Ben, Jacob and I agreed to wait in line for Dom and Sarah, who had just spent the morning in a line and didn’t want to do it again.

We passed the time with free magazines and Battleship on my cell phone. The 3 hours went by quickly. We managed to squeeze in to the theater and Dom and Sarah arrived JUST in time to squeeze in with us.

I really liked “Art School Confidential”. It was written by Daniel Clowes and directed by Terry Zigoff, the same team that made “Ghost World”. To me, it felt exactly like a Daniel Clowes graphic novel, with off-beat (and sharp-featured) characters, bizarre jokes and an ambiguous ending. Sure, it had some problems, but I enjoyed it nonetheless. After the movie, was, perhaps, the WORST Q and A I have ever witnessed. Questions like “you were really funny in this movie! You’re really funny! Are you going to be in anything else?” and “I would like to preface my ‘question’ with a very long, pretentious ‘insight’ into your film and then ask you something asinine that I think makes me sound intelligent and impressive.” Luckily, Clowes fielded most of the questions and he refused to pander to such inanity.

After the movie, I bolted to the bathroom. Ben, I guess, had lingered behind. I met Dom, Sarah and Jacob in the lobby. Dom was on the phone to Ben, who was telling Dom that CRISPIN GLOVER was still inside the theatre. There was a bit of confusion (by Dom) and panic (by me), as we tried to figure out what was going on and if Ben was once again going to get to meet one of my favorite people without me. Ben knew his testicles were on the line, so he snuck me back into the theater. At first, I had trouble FINDING Crispy. I was looking for an 8-foot tall pale man with black greased back hair. Instead, Ben pointed me toward a perhaps 6 foot tall tan man with light brown hair. Crispy was Hollywood. But he was still smartly dressed in a blue pinstripe suit and escorting a TINY blonde woman. I nervously approached him, told him I was very excited to meet him, that the Beaver Trilogy is one of my favorite movies, and could I trouble him for a photo. He was very cordial, agreed to the photo and asked where we were from. I told him Seattle, at which point, he plugged his “What Is It?” tour and told us to check the website for a future date in Seattle. And then he went on his merry way, and I was left in the afterglow. I wasn’t nearly as smooth as I’d imagined I’d be and I couldn’t remember any of the questions I’d always wanted to ask him, but he was clearly trying to get somewhere else and was nice enough to stop for as long as he did. And now I’m met Crispy. New MySpace photo forthcoming. Thank you, Ben, for sharing your “Jessica’s Idol” magnetism with me. I forgive you for the Joss Whedon incident.

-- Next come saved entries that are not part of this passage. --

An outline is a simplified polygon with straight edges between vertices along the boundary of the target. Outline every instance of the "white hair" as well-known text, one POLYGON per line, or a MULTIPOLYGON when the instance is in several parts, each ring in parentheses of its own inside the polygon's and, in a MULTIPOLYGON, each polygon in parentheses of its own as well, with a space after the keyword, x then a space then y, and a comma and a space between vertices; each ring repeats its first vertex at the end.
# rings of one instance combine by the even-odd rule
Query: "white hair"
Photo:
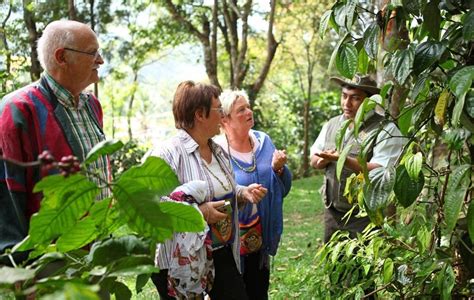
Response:
POLYGON ((48 24, 38 39, 38 60, 47 72, 55 70, 58 65, 54 52, 59 48, 74 47, 74 29, 85 25, 76 21, 60 20, 48 24))
POLYGON ((224 114, 227 116, 232 111, 235 101, 237 99, 243 98, 247 103, 250 103, 249 96, 244 90, 223 90, 221 95, 219 96, 219 100, 221 100, 222 109, 224 110, 224 114))

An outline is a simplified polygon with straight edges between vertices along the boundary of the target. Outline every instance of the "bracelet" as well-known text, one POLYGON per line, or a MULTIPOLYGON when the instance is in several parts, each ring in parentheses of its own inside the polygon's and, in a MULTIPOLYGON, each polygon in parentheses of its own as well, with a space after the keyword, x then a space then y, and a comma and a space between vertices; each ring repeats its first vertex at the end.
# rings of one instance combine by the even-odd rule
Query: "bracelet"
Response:
POLYGON ((207 218, 209 218, 209 207, 207 207, 207 204, 205 204, 206 206, 206 212, 202 215, 204 217, 204 221, 206 221, 207 223, 207 218))

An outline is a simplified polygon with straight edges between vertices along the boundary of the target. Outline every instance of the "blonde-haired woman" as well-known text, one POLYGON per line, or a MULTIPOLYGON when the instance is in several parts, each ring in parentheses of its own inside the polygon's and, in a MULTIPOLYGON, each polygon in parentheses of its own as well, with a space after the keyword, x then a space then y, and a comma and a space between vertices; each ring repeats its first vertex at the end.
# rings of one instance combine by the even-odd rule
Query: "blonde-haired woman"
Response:
POLYGON ((291 172, 284 150, 277 150, 264 132, 252 130, 253 112, 244 91, 225 90, 225 135, 216 142, 229 154, 238 184, 259 183, 268 193, 239 211, 241 269, 249 299, 267 299, 270 255, 275 255, 283 230, 283 198, 291 189, 291 172))

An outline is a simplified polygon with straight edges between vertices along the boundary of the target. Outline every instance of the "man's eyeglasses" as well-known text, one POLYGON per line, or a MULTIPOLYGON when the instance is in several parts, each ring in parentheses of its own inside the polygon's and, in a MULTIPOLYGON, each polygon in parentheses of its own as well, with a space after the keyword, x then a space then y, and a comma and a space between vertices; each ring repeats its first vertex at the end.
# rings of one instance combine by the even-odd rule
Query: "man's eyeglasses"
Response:
POLYGON ((64 47, 64 50, 69 50, 69 51, 72 51, 72 52, 87 54, 87 55, 93 56, 94 59, 97 59, 100 56, 99 50, 92 51, 92 52, 86 52, 86 51, 81 51, 81 50, 76 50, 76 49, 66 48, 66 47, 64 47))
POLYGON ((215 110, 220 113, 221 116, 224 116, 224 109, 222 107, 211 107, 211 110, 215 110))

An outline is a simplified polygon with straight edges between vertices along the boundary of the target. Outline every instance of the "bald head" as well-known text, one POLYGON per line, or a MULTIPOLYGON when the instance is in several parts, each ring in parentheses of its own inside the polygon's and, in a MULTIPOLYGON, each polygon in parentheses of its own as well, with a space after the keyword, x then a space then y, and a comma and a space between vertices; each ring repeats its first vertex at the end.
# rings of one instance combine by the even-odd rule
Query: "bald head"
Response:
POLYGON ((92 29, 83 23, 70 20, 51 22, 38 39, 38 59, 48 73, 58 68, 54 52, 59 48, 74 48, 78 39, 84 35, 94 35, 92 29))

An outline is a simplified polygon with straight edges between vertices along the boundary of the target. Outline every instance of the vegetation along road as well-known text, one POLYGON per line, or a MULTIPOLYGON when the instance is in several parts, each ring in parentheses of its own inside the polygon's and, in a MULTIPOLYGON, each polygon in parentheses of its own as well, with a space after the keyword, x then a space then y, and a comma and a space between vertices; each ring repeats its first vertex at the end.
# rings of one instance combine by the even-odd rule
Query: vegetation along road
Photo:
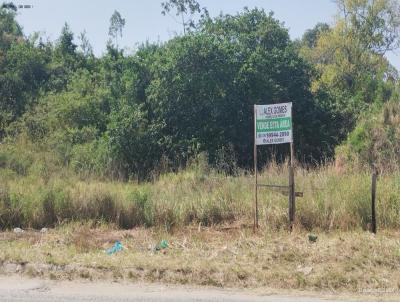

Then we headed back to the condo. We stayed there briefly, and then Dom, Sarah, Jacob and I headed to a cast and crew party for “Crossing Arizona”. Sarah and Dom had met one of the producers in line at a previous movie. In their conversation, she discovered that the producing team was also behind the “Hedwig and the Angry Inch” documentary. Since pretty much all of us are huge Hedwig fans, the producer said we should come to their party. It was held at a Mexican restaurant in a strip mall. The drinks were free (and mixed by the crew themselves), as was the chips and salsa bar. Yum! We chatted with a bunch of people and promised to try and see their movie later in the week.
We decided to walk back to the condo, which I really enjoyed. The magic of being in a wintery wonderland still hadn’t worn off for me. Everyone else, I think, was just cold.